Maniérisme : Courant artistique né en Italie au XVIe siècle que l’on considère comme la dernière phase de la Renaissance. Il tire son nom du mot italien maniera utilisé pour désigner le style personnel d’un artiste. Pour les peintres qui se rattachent à ce courant, l’effet de style prime sur l’équilibre et l’harmonie. Ils se distinguent par une élégance du dessin, des compositions complexes privilégiant tensions et déséquilibres, une distance par rapport à l’imitation servile de la nature.

Classicisme : Au XVIIe siècle, courant de pensée qui fait de l’Antiquité le modèle de toute forme artistique (littérature, musique, architecture et arts plastiques). Il coexiste avec le baroque auquel il oppose une certaine forme de rigueur et de pondération. En France, il trouve sa meilleure expression sous le règne de Louis XIV, au travers des différentes académies.

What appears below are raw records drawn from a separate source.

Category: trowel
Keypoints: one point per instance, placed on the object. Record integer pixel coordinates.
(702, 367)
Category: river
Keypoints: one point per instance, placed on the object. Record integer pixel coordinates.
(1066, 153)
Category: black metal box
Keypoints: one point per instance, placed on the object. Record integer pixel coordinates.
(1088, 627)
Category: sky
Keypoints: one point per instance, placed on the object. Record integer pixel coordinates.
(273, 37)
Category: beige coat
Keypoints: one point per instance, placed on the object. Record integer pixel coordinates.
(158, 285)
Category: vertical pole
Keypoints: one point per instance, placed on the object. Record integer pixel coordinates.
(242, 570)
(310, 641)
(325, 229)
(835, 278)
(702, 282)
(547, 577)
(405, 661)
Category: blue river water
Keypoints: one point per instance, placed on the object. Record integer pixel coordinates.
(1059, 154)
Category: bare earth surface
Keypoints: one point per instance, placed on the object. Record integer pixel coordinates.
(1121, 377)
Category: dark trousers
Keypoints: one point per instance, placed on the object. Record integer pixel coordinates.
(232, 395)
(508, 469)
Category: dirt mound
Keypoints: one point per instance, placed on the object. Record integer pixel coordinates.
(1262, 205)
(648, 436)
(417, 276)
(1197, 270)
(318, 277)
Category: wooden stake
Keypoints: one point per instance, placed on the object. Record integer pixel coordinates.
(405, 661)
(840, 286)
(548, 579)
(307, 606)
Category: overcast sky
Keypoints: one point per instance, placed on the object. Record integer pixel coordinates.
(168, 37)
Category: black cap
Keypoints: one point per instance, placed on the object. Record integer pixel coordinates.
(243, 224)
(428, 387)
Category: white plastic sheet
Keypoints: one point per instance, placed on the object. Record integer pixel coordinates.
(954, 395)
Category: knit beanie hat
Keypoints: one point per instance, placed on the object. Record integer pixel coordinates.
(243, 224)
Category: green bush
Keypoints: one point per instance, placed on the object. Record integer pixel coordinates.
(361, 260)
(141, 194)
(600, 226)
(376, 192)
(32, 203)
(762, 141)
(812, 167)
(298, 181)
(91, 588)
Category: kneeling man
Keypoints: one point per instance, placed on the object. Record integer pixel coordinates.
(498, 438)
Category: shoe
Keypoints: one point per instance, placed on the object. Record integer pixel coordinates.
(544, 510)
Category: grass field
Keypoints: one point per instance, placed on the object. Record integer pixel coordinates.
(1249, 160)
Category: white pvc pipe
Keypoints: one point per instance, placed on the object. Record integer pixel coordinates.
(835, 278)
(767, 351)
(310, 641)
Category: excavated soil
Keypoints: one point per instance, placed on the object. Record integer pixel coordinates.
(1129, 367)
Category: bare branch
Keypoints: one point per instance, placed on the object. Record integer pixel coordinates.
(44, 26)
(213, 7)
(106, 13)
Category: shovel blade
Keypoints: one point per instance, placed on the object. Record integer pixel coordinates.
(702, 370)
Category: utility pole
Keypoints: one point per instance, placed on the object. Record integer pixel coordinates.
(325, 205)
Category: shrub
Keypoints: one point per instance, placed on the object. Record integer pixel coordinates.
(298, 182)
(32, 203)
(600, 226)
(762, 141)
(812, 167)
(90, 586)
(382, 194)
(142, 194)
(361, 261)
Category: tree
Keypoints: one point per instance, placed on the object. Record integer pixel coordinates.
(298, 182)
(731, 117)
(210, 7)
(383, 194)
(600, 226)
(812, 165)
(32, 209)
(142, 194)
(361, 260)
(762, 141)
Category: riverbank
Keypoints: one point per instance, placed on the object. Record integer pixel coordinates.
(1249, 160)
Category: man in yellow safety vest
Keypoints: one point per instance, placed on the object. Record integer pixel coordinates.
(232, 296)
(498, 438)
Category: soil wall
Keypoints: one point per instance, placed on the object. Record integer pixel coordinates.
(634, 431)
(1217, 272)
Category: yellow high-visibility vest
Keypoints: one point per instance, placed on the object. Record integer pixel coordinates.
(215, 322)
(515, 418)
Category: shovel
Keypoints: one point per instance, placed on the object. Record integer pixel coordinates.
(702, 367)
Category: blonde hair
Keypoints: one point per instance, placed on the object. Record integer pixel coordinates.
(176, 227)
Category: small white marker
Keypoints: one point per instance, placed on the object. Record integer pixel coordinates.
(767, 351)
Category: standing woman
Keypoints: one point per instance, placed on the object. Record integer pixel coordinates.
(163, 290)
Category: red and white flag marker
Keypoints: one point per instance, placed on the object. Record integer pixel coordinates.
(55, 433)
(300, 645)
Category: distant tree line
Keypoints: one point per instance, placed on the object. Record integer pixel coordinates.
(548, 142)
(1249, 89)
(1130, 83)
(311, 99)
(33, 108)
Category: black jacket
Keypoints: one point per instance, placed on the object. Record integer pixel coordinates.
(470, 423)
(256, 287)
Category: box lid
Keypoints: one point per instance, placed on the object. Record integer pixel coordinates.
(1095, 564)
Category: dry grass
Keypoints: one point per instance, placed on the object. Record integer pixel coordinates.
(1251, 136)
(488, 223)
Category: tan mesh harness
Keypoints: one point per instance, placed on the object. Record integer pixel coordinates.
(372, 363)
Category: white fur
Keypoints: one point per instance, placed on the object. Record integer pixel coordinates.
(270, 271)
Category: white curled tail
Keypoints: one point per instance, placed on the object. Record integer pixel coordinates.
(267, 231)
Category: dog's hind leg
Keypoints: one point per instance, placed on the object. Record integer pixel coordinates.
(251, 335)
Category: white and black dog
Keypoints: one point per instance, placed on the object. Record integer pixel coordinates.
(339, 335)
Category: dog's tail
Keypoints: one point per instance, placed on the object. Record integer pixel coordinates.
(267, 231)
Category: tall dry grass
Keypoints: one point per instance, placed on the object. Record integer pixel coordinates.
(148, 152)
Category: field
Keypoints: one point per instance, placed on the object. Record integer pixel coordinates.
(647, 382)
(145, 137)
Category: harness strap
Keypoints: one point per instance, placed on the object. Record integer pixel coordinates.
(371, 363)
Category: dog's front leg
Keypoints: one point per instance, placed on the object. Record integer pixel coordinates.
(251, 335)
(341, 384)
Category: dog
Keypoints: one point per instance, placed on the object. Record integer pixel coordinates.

Caravagisme : Courant artistique initié à Rome au début du XVIIe par Caravage, qui se caractérise principalement par des compositions sobres, clairement structurées, une représentation fidèle de la réalité et des effets de clair-obscur. On qualifie les peintres qui se rattachent à ce mouvement de « caravagesques ».

Contre-Réforme : En pleine crise, l’Église affronte la Réforme protestante avec la Contre-réforme au travers du Concile de Trente (1545-1563). Plusieurs décrets concernent l’emploi des images religieuses qui doivent affermir la foi et éduquer les fidèles les moins instruits. Les formes et les gestes doivent être simples. Les tableaux doivent comporter peu de personnages et des couleurs franches. Les thèmes du culte des saints et de la Vierge et les scènes montrant la Passion du Christ sont privilégiés.

École des Carrache : École de peinture à Bologne formée dans les années 1580 par Annibal et Augustin Carrache, avec leur cousin Ludovic. Connue sous le nom Degli incamminati (« les acheminés »), cette école réagit aux débordements raffinés et artificiels des maniéristes par l’inspiration de l’Antiquité et de la nature. Le style vise une simplicité des formes et une lisibilité des scènes religieuses en lien avec la Contre-Réforme. Cette nouvelle quête esthétique pose les bases du classicisme et du baroque au XVIIe siècle.